A milder-than-expected winter hurt demand for the heating fuel in the quarter and pulled down U.S. natural gas prices to a three-and-a-half-year low in February, also affecting earnings of U.S. oil majors Exxon Mobil and Chevron.

ConocoPhillips CEO Ryan Lance said energy prices have been volatile, but should not prevent the company from increasing cash distribution to shareholders. The company said it will distribute at least $9 billion to stockholders this year.

“We recognize that the price that we are experiencing today is well above our mid-cycle. So our investors should expect well above 30% of our cash flow going back to them.”

Lance said ConocoPhillips was closely following the auction process of Venezuela-owned refiner Citgo, as it awaits compensation related to expropriations of its oil assets in the country.

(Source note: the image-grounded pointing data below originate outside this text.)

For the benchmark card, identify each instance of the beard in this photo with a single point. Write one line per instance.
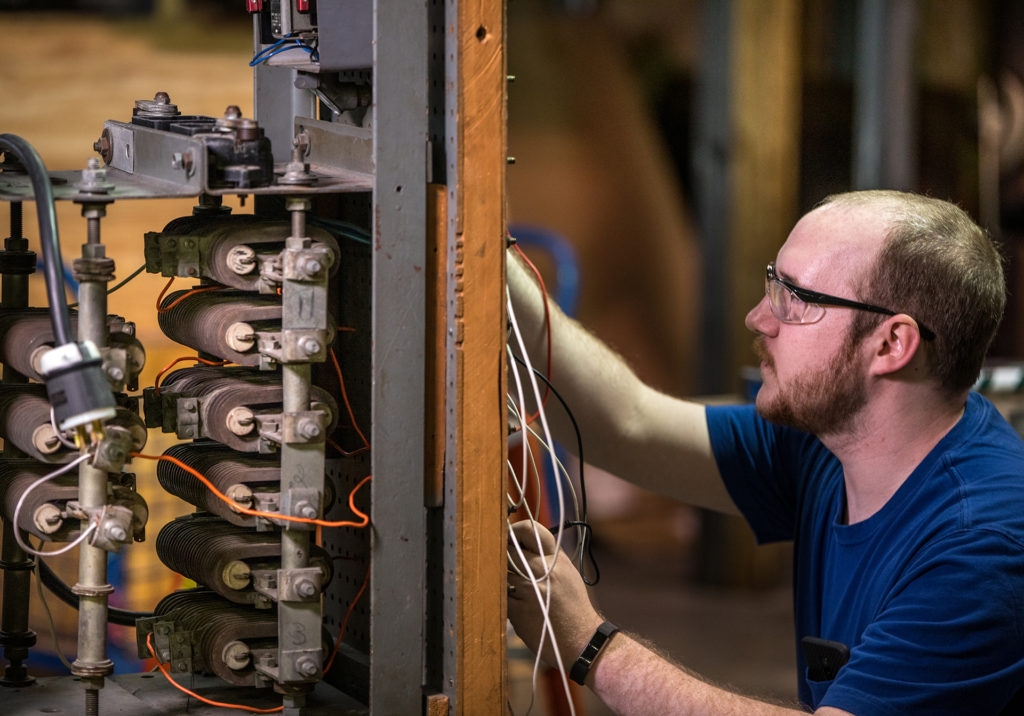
(822, 402)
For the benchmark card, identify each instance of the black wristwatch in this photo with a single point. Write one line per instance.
(591, 650)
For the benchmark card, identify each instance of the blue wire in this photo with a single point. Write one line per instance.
(281, 46)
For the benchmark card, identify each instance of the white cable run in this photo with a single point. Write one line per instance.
(543, 599)
(17, 509)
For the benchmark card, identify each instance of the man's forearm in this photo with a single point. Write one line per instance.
(632, 679)
(652, 439)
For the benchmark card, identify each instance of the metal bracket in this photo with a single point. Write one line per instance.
(296, 345)
(302, 584)
(187, 421)
(305, 427)
(299, 666)
(113, 451)
(301, 502)
(308, 264)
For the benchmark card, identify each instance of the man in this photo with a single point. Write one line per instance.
(901, 490)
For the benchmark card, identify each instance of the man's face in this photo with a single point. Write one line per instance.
(814, 375)
(821, 401)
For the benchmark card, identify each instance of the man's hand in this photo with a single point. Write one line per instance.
(572, 617)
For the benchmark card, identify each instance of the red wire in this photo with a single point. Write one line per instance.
(344, 622)
(547, 324)
(167, 675)
(269, 515)
(348, 407)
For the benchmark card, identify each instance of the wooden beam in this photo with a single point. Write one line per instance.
(766, 107)
(478, 287)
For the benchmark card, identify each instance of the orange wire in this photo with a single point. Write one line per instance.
(346, 453)
(160, 298)
(167, 675)
(547, 323)
(348, 407)
(269, 515)
(172, 364)
(344, 622)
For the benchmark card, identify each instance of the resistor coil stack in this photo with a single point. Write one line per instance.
(259, 427)
(253, 422)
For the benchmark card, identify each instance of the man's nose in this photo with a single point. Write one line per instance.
(761, 320)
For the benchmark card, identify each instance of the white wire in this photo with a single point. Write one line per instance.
(17, 509)
(544, 600)
(49, 617)
(527, 450)
(53, 423)
(520, 412)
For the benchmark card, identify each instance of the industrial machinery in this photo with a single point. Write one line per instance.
(339, 423)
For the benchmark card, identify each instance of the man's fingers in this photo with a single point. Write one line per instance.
(527, 534)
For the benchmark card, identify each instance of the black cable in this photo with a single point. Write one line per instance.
(62, 592)
(46, 211)
(586, 531)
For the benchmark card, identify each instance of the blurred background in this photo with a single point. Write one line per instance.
(663, 150)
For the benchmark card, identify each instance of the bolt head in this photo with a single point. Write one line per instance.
(309, 429)
(311, 346)
(305, 509)
(306, 666)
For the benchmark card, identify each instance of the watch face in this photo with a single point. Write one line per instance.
(582, 666)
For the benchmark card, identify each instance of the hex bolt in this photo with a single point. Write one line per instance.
(309, 429)
(305, 509)
(242, 259)
(241, 420)
(45, 439)
(306, 666)
(305, 588)
(311, 266)
(47, 518)
(310, 346)
(241, 494)
(236, 575)
(236, 655)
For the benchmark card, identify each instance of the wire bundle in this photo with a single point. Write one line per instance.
(518, 502)
(289, 42)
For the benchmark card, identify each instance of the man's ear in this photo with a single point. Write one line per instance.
(897, 341)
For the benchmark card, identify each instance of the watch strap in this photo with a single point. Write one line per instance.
(590, 653)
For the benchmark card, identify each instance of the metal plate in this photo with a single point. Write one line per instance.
(151, 695)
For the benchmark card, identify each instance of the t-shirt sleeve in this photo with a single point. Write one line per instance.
(949, 640)
(762, 467)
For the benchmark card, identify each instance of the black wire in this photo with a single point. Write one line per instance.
(62, 592)
(116, 287)
(45, 208)
(586, 531)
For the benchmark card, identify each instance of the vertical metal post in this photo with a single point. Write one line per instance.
(712, 186)
(885, 151)
(93, 270)
(398, 540)
(15, 636)
(299, 618)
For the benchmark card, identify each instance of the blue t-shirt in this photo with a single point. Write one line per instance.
(928, 593)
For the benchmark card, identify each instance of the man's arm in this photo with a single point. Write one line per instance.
(630, 429)
(629, 677)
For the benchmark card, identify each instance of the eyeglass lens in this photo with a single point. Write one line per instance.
(786, 306)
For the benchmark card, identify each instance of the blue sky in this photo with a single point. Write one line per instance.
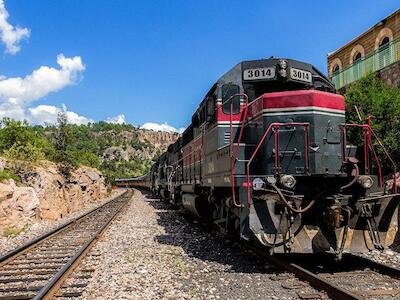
(153, 60)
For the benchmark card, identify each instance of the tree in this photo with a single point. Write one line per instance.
(62, 139)
(373, 97)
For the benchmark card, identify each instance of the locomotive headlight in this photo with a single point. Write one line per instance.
(366, 181)
(282, 72)
(258, 184)
(288, 181)
(282, 64)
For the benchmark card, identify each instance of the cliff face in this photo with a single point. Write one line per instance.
(160, 140)
(138, 144)
(44, 193)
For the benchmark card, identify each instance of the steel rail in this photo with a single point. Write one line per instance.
(56, 281)
(36, 241)
(317, 282)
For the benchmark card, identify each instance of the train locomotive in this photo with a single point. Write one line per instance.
(266, 157)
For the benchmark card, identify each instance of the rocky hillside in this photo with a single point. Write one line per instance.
(131, 151)
(48, 172)
(43, 193)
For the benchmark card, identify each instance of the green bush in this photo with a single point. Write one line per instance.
(9, 174)
(373, 97)
(71, 146)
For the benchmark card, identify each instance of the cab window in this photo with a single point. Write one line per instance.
(228, 90)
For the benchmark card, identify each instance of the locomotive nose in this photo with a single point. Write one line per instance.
(309, 141)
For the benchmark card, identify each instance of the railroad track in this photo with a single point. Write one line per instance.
(39, 269)
(353, 278)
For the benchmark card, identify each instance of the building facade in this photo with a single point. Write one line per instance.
(375, 50)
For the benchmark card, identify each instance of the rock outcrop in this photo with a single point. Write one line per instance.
(44, 193)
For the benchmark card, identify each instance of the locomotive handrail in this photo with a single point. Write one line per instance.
(234, 156)
(368, 131)
(275, 127)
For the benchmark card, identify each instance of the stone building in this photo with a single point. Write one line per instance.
(375, 50)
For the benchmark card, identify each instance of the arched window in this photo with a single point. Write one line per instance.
(357, 54)
(384, 37)
(336, 70)
(357, 57)
(384, 42)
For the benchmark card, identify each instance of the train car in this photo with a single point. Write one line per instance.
(266, 157)
(137, 182)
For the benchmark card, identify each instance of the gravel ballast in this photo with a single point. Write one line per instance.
(152, 252)
(41, 227)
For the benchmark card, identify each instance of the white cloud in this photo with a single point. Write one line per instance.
(41, 82)
(18, 93)
(47, 114)
(11, 35)
(161, 127)
(120, 119)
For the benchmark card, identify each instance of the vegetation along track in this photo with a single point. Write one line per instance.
(352, 278)
(38, 269)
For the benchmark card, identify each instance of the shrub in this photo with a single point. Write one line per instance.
(373, 97)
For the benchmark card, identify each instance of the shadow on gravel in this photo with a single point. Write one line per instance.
(205, 245)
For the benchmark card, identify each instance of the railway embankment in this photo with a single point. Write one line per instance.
(40, 195)
(153, 252)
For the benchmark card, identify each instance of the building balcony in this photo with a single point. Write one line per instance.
(378, 60)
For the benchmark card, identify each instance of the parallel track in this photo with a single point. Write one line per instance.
(353, 278)
(38, 269)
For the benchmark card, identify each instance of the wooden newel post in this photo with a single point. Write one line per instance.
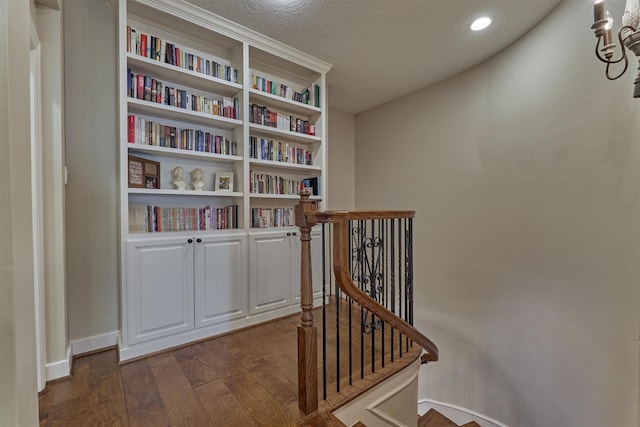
(307, 332)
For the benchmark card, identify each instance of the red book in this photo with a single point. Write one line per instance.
(143, 44)
(140, 91)
(131, 128)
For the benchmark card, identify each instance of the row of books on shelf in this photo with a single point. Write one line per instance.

ConocoPhillips’ total average realized price fell 7% to $56.60 per barrel of oil equivalent (boe) in the first quarter.

Most of the hit came from a 46% drop in realized natural gas prices in the lower 48 states in the quarter. Almost half of the company’s production volumes are of natural gas or natural gas liquids.

Production at ConocoPhillips rose to 1.9 million barrels of oil equivalent per day (boepd) from 1.79 million boepd in the year-ago quarter.

ConocoPhillips maintained its plan to increase production by 2%-4% this year to 1.91 to 1.95 million boepd, a level that should be reached in the second quarter, the company said.

The company’s net profit dropped 10% from a year ago to $2.6 billion in the quarter. Adjusted earnings fell to $2.4 billion, or $2.03 per share, missing analysts’ average estimate of $2.04 per share, according to LSEG data.